The clean energy investment thesis is built on powerful structural forces: government climate commitments, falling costs of renewable technology, corporate sustainability mandates, and growing consumer preference for green products. These tailwinds suggest decades of growth ahead for the clean energy sector. Browse options on our clean energy ETF page.
However, clean energy ETFs are not a simple "set and forget" investment. The sector is volatile, heavily influenced by government policy, and many companies are not yet profitable. Understanding both the opportunity and the risks is essential before allocating capital.
Top Clean Energy ETFs Compared
ICLN — iShares Global Clean Energy ETF
ICLN is the largest clean energy ETF, holding about 100 global clean energy stocks at 0.40%. It includes solar, wind, hydrogen, and other renewable companies from around the world.
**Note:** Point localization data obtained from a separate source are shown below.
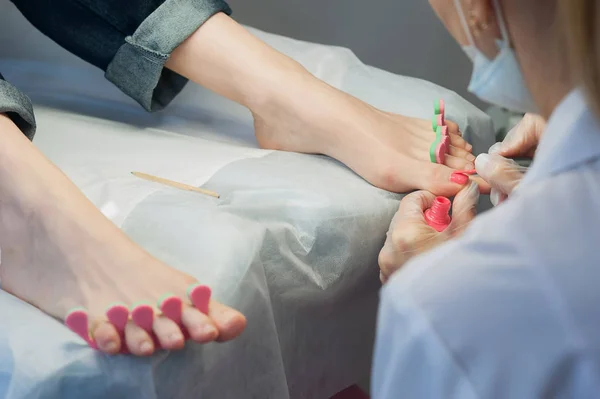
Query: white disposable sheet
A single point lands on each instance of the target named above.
(292, 242)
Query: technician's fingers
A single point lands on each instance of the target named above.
(522, 140)
(464, 208)
(106, 337)
(408, 233)
(437, 179)
(414, 204)
(501, 173)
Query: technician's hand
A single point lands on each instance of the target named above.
(409, 234)
(504, 174)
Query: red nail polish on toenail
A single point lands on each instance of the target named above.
(459, 178)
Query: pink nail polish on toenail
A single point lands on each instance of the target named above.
(77, 321)
(118, 315)
(175, 337)
(145, 347)
(199, 295)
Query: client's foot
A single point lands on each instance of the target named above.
(390, 151)
(60, 252)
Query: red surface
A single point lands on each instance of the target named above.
(438, 215)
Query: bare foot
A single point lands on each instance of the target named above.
(60, 252)
(390, 151)
(295, 111)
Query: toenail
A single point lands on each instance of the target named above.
(208, 329)
(110, 346)
(145, 347)
(175, 337)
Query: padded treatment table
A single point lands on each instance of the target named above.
(292, 242)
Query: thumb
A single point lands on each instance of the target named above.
(501, 173)
(439, 180)
(522, 139)
(463, 208)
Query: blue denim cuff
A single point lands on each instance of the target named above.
(138, 66)
(17, 107)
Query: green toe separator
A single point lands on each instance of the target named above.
(432, 152)
(437, 107)
(438, 140)
(191, 287)
(163, 297)
(438, 134)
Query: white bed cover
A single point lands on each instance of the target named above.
(292, 242)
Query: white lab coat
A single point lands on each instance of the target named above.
(512, 308)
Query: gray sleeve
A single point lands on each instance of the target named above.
(17, 107)
(138, 66)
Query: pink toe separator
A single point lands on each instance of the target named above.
(118, 315)
(200, 297)
(77, 321)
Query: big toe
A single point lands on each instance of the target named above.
(228, 321)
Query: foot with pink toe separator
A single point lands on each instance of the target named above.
(142, 315)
ICLN provides the broadest clean energy exposure available in a single fund, with significant international holdings alongside U.S. companies.
QCLN — First Trust NASDAQ Clean Edge Green Energy ETF
QCLN focuses on U.S.-listed clean energy companies, holding about 60 stocks at 0.58%. It includes Tesla and other EV companies alongside pure-play renewable energy firms, giving it a different flavor than ICLN. QCLN is more U.S.-centric and tends to have more large-cap growth exposure.
TAN — Invesco Solar ETF
TAN concentrates specifically on solar energy companies, holding about 50 stocks at 0.67%. It provides pure solar exposure for investors who want to target this specific sub-sector. TAN is more volatile than broad clean energy ETFs but offers the most concentrated bet on solar power adoption.
FAN — First Trust Global Wind Energy ETF
FAN focuses on wind energy companies at 0.60%. It holds wind turbine manufacturers, component suppliers, and wind farm operators. Wind energy ETFs tend to be more internationally diversified than solar ETFs since European companies like Vestas and Siemens Gamesa are global wind industry leaders.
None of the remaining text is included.